The little boy skipped through the forest as surefooted as someone who has been on the trail a thousand times blindfolded. I had to run to keep up with him.
He was leading me to the waters, so I paused for breath and drained the remaining drops of water from my canteen, but not without a second thought.
"Hurry up," he whooped from somewhere far ahead of me.
I stumbled after him, praying once again (to any God that cared to listen) I wasn't being misled.
In my mind, I was convinced we were heading in the wrong direction.
The cave from where the waters had gushed forth relentlessly, we had long ago lost somewhere in the wilderness behind us. The boy had said the best water would be found downstream, and although he was merely a child, he lent a certain conviction to his words and I had found myself incapable of doubting him.
But that was then. Now I realised that with each step forward, the roar of the waterfall had subsided imperceptibly. At first it had reduced to the gentle gurgling of a little stream, and then there had been the occasional swish of water lapping over pebbles. And even that had died away when I wasn't paying attention. When I asked the boy about it, he said we had to leave all the noise behind and that the growing silence meant we were on the right path.
Now and then I hear the sound of a drop of water falling but we are so far away from the waters now I am convinced it's just the voices in my head playing tricks with my mind. We have come so far ahead now that even if I were to retrace my steps, I wouldn't be able to make it back alive.
Lost in these morbid thoughts I continued to plough ahead, head drooping so low in misery I didn't notice the little boy jumping up and down excitedly ahead of me nor did I hear him whisper out my name. He grabbed my hand when I reached him and pushed through a lump of overgrown weeds.
On the other side was water, clear as day and quieter than silence. It lay in a narrow pool that stretched endlessly up and down the forest. The water was so still it felt sacrosanct to disturb it, I thought for a fleeting instant, before putting my lips to its cool, shiny surface and hungrily swallowing it in huge mouthfuls.
Only when I was satiated did I lift my head and the waters returned to a stillness that did not seem incongruous to its nature.
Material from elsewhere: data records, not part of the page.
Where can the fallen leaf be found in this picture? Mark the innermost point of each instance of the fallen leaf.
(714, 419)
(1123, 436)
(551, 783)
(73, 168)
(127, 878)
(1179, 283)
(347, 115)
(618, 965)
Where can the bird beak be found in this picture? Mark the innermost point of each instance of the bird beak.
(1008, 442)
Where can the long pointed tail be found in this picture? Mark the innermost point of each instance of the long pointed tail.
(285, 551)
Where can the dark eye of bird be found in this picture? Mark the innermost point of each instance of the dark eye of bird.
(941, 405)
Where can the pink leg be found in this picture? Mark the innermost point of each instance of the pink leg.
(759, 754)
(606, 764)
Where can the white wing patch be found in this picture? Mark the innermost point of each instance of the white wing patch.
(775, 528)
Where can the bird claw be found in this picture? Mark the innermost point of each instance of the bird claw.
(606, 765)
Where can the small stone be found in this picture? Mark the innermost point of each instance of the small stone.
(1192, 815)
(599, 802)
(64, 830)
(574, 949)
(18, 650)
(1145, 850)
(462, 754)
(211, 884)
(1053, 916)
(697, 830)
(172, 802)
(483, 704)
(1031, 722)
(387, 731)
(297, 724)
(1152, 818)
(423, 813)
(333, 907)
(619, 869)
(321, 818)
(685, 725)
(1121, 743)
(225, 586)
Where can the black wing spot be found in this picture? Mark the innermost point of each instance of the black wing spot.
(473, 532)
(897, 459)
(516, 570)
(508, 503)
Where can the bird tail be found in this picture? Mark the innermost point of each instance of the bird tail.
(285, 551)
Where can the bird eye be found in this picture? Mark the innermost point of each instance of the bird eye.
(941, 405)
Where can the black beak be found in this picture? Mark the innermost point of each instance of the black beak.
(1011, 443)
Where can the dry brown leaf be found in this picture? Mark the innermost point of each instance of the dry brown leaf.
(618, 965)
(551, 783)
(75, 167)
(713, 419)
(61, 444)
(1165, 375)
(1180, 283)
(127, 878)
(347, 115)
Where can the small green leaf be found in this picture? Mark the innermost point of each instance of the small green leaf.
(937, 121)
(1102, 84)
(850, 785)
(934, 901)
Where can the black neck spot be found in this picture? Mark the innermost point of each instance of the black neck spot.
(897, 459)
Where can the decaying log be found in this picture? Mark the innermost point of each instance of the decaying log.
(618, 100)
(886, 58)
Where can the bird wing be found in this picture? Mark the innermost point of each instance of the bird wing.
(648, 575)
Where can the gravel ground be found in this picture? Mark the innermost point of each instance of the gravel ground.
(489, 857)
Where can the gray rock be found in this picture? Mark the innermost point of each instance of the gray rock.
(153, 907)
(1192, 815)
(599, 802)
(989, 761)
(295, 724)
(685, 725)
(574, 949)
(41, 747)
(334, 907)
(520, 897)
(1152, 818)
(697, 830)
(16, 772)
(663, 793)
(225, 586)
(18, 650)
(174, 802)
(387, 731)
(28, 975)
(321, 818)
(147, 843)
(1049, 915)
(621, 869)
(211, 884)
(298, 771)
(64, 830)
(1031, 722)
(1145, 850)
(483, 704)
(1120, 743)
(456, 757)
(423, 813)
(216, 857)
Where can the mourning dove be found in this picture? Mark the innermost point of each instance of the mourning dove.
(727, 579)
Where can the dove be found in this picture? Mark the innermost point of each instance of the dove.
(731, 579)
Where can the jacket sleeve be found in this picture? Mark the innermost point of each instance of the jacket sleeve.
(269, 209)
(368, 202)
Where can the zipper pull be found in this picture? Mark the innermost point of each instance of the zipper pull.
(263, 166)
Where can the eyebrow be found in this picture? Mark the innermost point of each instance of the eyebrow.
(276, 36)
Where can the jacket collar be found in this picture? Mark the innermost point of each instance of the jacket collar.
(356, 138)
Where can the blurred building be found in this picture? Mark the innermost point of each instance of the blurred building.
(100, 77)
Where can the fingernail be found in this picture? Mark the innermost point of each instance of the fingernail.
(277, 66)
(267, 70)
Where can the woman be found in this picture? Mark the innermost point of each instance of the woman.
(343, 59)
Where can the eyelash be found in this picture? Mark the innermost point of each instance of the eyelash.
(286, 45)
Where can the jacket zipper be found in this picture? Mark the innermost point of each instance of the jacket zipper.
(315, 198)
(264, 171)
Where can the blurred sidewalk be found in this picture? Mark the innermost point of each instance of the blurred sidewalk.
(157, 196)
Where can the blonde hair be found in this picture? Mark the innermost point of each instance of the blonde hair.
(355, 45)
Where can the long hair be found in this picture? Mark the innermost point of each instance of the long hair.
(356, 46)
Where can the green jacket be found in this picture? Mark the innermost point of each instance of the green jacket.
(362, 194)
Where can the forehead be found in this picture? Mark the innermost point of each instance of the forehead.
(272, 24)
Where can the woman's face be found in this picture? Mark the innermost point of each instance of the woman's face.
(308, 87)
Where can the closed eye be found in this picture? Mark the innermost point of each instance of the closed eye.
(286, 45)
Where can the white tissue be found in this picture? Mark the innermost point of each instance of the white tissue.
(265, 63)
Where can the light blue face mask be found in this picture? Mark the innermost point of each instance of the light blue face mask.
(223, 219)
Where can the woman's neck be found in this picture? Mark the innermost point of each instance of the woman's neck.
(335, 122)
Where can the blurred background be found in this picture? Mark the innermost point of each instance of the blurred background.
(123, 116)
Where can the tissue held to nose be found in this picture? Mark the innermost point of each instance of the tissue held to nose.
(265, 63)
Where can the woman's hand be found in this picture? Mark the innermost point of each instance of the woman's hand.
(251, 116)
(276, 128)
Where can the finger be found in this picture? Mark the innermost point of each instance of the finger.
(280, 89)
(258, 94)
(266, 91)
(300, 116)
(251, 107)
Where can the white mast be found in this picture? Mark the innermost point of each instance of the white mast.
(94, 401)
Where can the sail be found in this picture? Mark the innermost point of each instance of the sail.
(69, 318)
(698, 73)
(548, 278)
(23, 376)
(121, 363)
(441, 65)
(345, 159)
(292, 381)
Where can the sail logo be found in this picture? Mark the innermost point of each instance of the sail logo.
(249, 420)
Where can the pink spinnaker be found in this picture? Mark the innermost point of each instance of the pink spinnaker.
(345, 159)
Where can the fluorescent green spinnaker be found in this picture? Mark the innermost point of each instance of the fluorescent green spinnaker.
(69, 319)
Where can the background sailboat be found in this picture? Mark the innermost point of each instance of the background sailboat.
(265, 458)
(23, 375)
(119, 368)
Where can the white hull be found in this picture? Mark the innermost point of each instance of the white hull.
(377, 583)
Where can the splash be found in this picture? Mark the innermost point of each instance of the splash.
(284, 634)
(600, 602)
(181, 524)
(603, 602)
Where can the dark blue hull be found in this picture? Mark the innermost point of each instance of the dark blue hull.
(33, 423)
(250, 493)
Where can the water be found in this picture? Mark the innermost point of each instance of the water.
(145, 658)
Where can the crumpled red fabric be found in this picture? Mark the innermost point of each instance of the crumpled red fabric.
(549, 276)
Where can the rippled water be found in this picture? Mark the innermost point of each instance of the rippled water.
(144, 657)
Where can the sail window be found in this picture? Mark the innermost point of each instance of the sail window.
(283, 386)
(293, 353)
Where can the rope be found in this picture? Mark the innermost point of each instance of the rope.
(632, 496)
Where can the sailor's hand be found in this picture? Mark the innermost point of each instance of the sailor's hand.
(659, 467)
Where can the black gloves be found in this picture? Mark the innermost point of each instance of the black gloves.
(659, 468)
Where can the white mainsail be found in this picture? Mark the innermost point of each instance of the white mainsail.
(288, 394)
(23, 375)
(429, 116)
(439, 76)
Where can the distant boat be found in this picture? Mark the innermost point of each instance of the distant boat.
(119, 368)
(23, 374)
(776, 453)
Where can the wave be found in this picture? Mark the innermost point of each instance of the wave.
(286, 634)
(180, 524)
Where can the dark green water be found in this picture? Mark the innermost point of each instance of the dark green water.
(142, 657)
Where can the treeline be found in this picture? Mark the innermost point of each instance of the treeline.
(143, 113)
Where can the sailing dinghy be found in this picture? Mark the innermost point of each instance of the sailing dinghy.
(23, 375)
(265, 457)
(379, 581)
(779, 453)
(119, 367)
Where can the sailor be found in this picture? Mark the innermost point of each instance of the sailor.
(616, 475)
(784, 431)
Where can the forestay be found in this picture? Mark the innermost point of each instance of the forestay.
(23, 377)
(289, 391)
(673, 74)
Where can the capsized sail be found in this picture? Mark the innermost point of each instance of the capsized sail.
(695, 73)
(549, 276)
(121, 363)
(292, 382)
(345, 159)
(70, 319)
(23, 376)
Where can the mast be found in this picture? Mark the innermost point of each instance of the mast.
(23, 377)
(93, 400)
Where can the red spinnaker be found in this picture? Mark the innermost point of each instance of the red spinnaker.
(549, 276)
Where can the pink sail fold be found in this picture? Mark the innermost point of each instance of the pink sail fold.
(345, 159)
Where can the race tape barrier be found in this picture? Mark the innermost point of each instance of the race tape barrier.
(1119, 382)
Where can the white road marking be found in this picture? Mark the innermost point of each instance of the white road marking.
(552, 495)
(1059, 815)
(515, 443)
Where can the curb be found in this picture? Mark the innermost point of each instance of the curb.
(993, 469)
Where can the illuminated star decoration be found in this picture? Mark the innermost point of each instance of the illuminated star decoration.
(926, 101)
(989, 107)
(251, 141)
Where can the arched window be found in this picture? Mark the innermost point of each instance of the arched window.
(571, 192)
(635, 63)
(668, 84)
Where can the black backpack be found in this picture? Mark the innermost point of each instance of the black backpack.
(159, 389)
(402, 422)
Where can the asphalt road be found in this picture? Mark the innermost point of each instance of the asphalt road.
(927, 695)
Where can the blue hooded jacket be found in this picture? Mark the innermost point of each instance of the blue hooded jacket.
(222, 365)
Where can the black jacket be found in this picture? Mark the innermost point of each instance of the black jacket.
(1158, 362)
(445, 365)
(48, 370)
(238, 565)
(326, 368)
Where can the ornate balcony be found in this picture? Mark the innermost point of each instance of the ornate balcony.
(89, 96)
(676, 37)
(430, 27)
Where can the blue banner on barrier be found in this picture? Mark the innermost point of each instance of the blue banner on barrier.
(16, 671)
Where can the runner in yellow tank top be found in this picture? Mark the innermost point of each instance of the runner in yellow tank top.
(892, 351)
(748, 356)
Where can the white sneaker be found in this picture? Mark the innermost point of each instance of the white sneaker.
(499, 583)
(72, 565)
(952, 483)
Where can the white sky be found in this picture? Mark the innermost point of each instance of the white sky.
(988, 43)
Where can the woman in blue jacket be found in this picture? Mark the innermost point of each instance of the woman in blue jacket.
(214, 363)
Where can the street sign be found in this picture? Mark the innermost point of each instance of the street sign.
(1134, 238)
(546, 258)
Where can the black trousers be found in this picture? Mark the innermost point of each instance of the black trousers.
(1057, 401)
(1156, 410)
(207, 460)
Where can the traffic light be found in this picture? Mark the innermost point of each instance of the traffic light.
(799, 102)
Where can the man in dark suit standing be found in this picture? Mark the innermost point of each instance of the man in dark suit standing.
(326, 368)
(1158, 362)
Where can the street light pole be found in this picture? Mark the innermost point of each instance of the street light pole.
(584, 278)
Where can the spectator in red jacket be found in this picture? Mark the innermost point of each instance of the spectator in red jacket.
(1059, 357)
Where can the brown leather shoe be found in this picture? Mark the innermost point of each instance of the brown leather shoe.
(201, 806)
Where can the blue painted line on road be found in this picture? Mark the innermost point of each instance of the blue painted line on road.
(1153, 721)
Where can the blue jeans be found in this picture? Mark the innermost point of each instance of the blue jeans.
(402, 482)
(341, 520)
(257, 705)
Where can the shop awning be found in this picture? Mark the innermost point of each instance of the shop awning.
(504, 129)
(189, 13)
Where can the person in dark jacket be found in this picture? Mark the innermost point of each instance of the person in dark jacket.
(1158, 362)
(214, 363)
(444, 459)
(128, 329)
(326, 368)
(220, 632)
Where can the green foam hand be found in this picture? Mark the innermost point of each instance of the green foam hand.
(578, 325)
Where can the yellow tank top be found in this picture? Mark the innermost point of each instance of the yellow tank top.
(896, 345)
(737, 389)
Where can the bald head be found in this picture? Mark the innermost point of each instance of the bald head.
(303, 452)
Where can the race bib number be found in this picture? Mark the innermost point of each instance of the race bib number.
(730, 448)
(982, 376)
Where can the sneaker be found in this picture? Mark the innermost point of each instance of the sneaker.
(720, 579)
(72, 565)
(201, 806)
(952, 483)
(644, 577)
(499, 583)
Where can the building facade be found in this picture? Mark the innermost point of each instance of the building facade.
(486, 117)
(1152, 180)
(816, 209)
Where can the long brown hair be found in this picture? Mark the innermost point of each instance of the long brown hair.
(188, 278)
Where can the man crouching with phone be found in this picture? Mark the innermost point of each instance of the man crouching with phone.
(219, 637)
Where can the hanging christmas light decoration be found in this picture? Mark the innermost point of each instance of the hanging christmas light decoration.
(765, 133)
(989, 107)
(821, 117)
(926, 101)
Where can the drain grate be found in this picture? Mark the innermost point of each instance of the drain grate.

It carried in it the reflections of the clear skies and snow-capped mountains, as if a whole other universe existed peacefully in its confines, mirroring the one above, so you couldn't tell which one was real and which was merely an echo.
I asked the little boy about it. And he said one was the other and vice versa too, so it didn't really matter which was which. Because, he explained, if you left the noise behind and stared long enough at your reflection, it would reveal your true soul.